Matrix Factorizations

# for QR codes use inline
%matplotlib inline
qr_setting = 'url'
# for lecture use notebook
# %matplotlib notebook
# qr_setting = None
%config InlineBackend.figure_format='retina'
# import libraries
import numpy as np
import matplotlib as mp
import pandas as pd
import matplotlib.pyplot as plt
import laUtilities as ut
import slideUtilities as sl
import demoUtilities as dm
import pandas as pd
from importlib import reload
from datetime import datetime
from IPython.display import Image
from IPython.display import display_html
from IPython.display import display
from IPython.display import Math
from IPython.display import Latex
from IPython.display import HTML;

A factorization of a matrix \(A\) is an equation that expresses \(A\) as a product of two or more matrices.

\[A = BC.\]

The essential difference with what we have done so far is that we have been given factors (\(B\) and \(C\)) and then computed \(A\).

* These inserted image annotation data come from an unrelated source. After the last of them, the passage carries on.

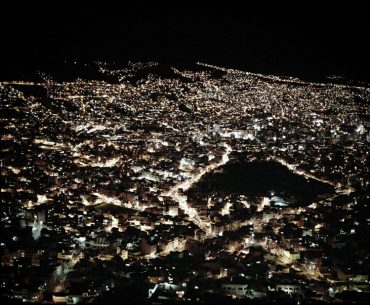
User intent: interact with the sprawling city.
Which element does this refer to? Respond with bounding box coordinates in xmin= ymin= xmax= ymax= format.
xmin=0 ymin=61 xmax=370 ymax=304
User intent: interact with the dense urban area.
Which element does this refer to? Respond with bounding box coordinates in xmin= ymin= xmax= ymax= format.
xmin=0 ymin=62 xmax=370 ymax=304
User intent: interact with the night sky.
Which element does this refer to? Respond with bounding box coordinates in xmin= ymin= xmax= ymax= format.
xmin=1 ymin=3 xmax=370 ymax=80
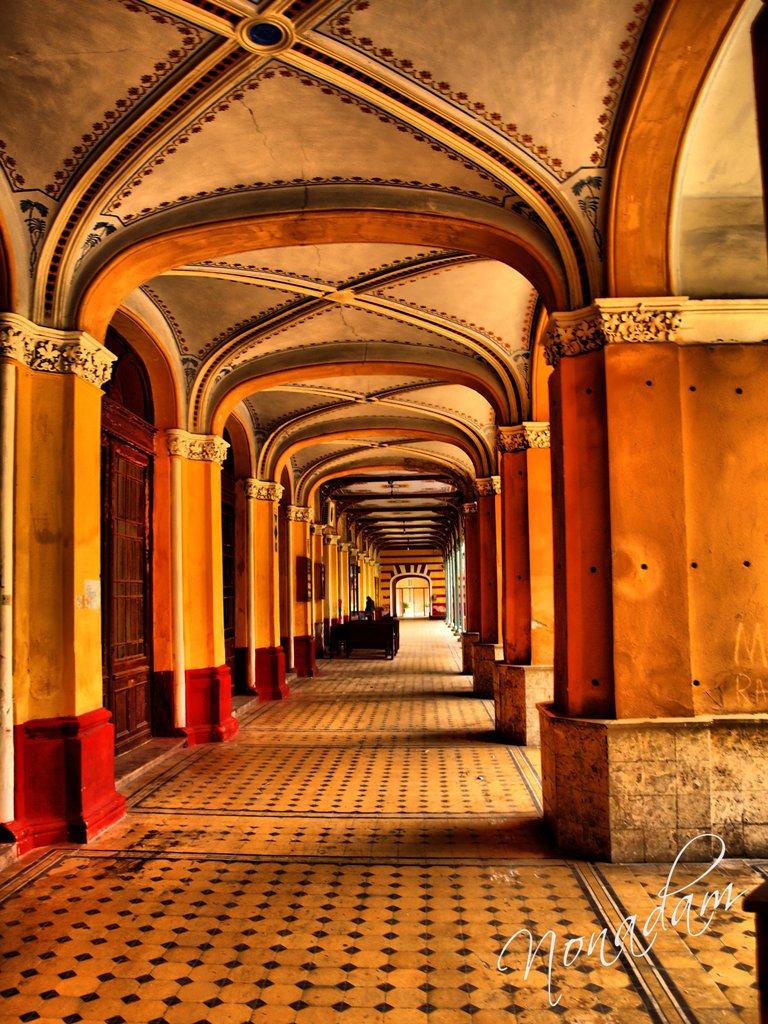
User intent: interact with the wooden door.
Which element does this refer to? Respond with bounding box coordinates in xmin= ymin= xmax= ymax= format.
xmin=221 ymin=472 xmax=237 ymax=688
xmin=101 ymin=421 xmax=152 ymax=754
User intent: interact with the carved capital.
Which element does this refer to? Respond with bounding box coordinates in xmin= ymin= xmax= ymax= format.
xmin=0 ymin=313 xmax=117 ymax=387
xmin=475 ymin=476 xmax=502 ymax=498
xmin=544 ymin=306 xmax=605 ymax=367
xmin=286 ymin=505 xmax=312 ymax=522
xmin=167 ymin=429 xmax=229 ymax=466
xmin=545 ymin=298 xmax=685 ymax=367
xmin=243 ymin=477 xmax=283 ymax=502
xmin=496 ymin=422 xmax=550 ymax=454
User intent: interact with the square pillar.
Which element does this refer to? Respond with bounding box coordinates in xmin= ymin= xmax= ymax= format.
xmin=0 ymin=321 xmax=125 ymax=853
xmin=167 ymin=429 xmax=238 ymax=744
xmin=246 ymin=480 xmax=289 ymax=700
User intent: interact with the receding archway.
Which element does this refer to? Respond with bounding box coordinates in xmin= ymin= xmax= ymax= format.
xmin=389 ymin=572 xmax=432 ymax=618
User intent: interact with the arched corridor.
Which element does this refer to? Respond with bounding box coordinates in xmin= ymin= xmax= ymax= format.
xmin=0 ymin=0 xmax=768 ymax=1024
xmin=0 ymin=621 xmax=762 ymax=1024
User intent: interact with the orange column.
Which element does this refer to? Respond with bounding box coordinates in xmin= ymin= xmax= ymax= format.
xmin=339 ymin=541 xmax=349 ymax=623
xmin=0 ymin=321 xmax=125 ymax=852
xmin=497 ymin=427 xmax=530 ymax=665
xmin=462 ymin=502 xmax=480 ymax=675
xmin=310 ymin=523 xmax=326 ymax=654
xmin=497 ymin=422 xmax=554 ymax=665
xmin=250 ymin=480 xmax=289 ymax=700
xmin=287 ymin=505 xmax=317 ymax=677
xmin=475 ymin=476 xmax=501 ymax=643
xmin=323 ymin=526 xmax=339 ymax=645
xmin=167 ymin=430 xmax=238 ymax=743
xmin=549 ymin=323 xmax=614 ymax=718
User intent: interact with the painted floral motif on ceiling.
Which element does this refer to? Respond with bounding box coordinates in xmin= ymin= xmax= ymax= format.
xmin=103 ymin=66 xmax=509 ymax=223
xmin=327 ymin=0 xmax=652 ymax=181
xmin=0 ymin=0 xmax=205 ymax=200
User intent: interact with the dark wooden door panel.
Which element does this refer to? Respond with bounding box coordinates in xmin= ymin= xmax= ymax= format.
xmin=101 ymin=422 xmax=152 ymax=754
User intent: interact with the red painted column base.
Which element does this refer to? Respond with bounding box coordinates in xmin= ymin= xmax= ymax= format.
xmin=0 ymin=708 xmax=125 ymax=854
xmin=256 ymin=647 xmax=291 ymax=700
xmin=176 ymin=665 xmax=238 ymax=746
xmin=293 ymin=636 xmax=317 ymax=679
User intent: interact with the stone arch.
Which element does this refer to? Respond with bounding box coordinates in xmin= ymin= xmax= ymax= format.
xmin=79 ymin=208 xmax=583 ymax=338
xmin=606 ymin=0 xmax=741 ymax=297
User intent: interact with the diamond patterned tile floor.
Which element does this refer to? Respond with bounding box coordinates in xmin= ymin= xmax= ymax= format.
xmin=0 ymin=622 xmax=766 ymax=1024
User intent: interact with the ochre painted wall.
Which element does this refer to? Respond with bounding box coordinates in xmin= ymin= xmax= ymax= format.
xmin=680 ymin=344 xmax=768 ymax=714
xmin=605 ymin=344 xmax=768 ymax=718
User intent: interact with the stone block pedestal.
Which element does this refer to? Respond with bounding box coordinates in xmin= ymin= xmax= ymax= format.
xmin=494 ymin=663 xmax=555 ymax=746
xmin=472 ymin=643 xmax=504 ymax=699
xmin=462 ymin=633 xmax=480 ymax=676
xmin=539 ymin=705 xmax=768 ymax=863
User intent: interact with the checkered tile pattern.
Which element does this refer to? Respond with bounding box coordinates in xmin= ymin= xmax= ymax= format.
xmin=0 ymin=623 xmax=761 ymax=1024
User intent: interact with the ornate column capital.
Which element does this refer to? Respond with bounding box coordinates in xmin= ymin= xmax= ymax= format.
xmin=243 ymin=477 xmax=283 ymax=502
xmin=0 ymin=313 xmax=117 ymax=387
xmin=496 ymin=421 xmax=550 ymax=454
xmin=166 ymin=428 xmax=229 ymax=466
xmin=475 ymin=476 xmax=502 ymax=498
xmin=286 ymin=505 xmax=312 ymax=522
xmin=545 ymin=297 xmax=688 ymax=367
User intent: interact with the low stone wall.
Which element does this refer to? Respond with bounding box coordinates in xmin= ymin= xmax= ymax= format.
xmin=539 ymin=705 xmax=768 ymax=862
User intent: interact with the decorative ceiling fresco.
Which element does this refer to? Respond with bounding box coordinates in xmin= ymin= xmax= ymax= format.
xmin=0 ymin=0 xmax=757 ymax=544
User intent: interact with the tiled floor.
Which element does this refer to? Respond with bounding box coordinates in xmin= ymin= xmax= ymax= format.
xmin=0 ymin=622 xmax=766 ymax=1024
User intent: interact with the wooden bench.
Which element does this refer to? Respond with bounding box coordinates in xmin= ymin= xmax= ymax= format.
xmin=330 ymin=618 xmax=400 ymax=658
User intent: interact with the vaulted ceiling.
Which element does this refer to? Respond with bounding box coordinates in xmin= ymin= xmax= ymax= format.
xmin=0 ymin=0 xmax=768 ymax=545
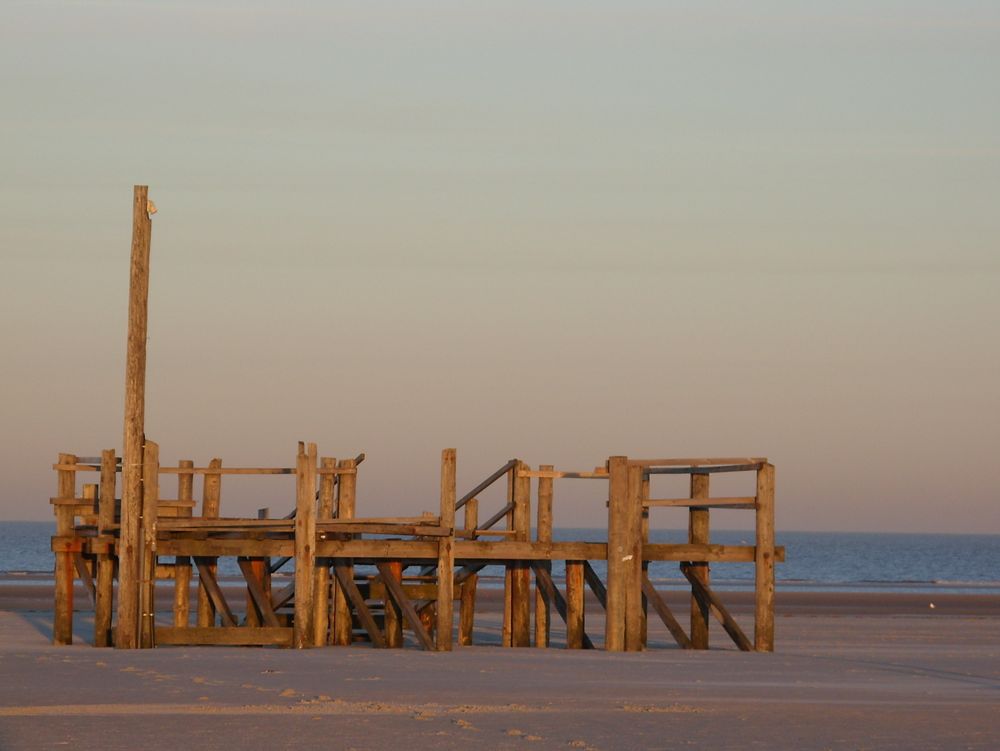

Today we will talk about situations where you are given \(A\), and you want to find \(B\) and \(C\) – that meet some conditions.

There are a number of reasons one may want to factor a matrix.

  • Recasting \(A\) into a form that makes computing with \(A\) faster.

  • Recasting \(A\) into a form that makes working with \(A\) easier.

  • Recasting \(A\) into a form that exposes important properties of \(A\).

Today we’ll work with one particular factorization that addesses the first case. Later one we’ll study factorizations that address the other two cases.

The factorization we will study is called the LU Factorization. It is worth studying in its own right, and because it introduces the idea of factorizations, which we will study again later on.

The Rationale for the LU Factorization

Let’s say you want to solve a set of linear systems, all with the same coefficient matrix:

\[A{\bf x_1} = {\bf b_1}\]
\[A{\bf x_2} = {\bf b_2}\]
\[A{\bf x_p} = {\bf b_p}\]

There are \(p\) equations.

Naturally, you could solve these systems by first computing \(A^{-1}\) and then computing:

\[{\bf x_1} = A^{-1}{\bf b_1}\]
\[{\bf x_2} = A^{-1}{\bf b_2}\]
\[{\bf x_p} = A^{-1}{\bf b_p}\]

What is the computational cost of this?

Matrix Inversion requires approximately \(2n^3\) flops (about three times as many flops as Gaussian Elimination.)

This cost will dominate the process.

Alternatively, we could perform Gaussian Elimination on each of the systems.

This is probably worse, because then we have to perform \(p \cdot \frac{2}{3}n^3\) flops.

Assuming \(p > 3\), we are doing more work than if we invert \(A\).

What if we could solve all these systems while performing Gaussian Elimination only once?

That would be a win, as it would cut our running time by a factor of 3.

The LU factorization allows us to do exactly this.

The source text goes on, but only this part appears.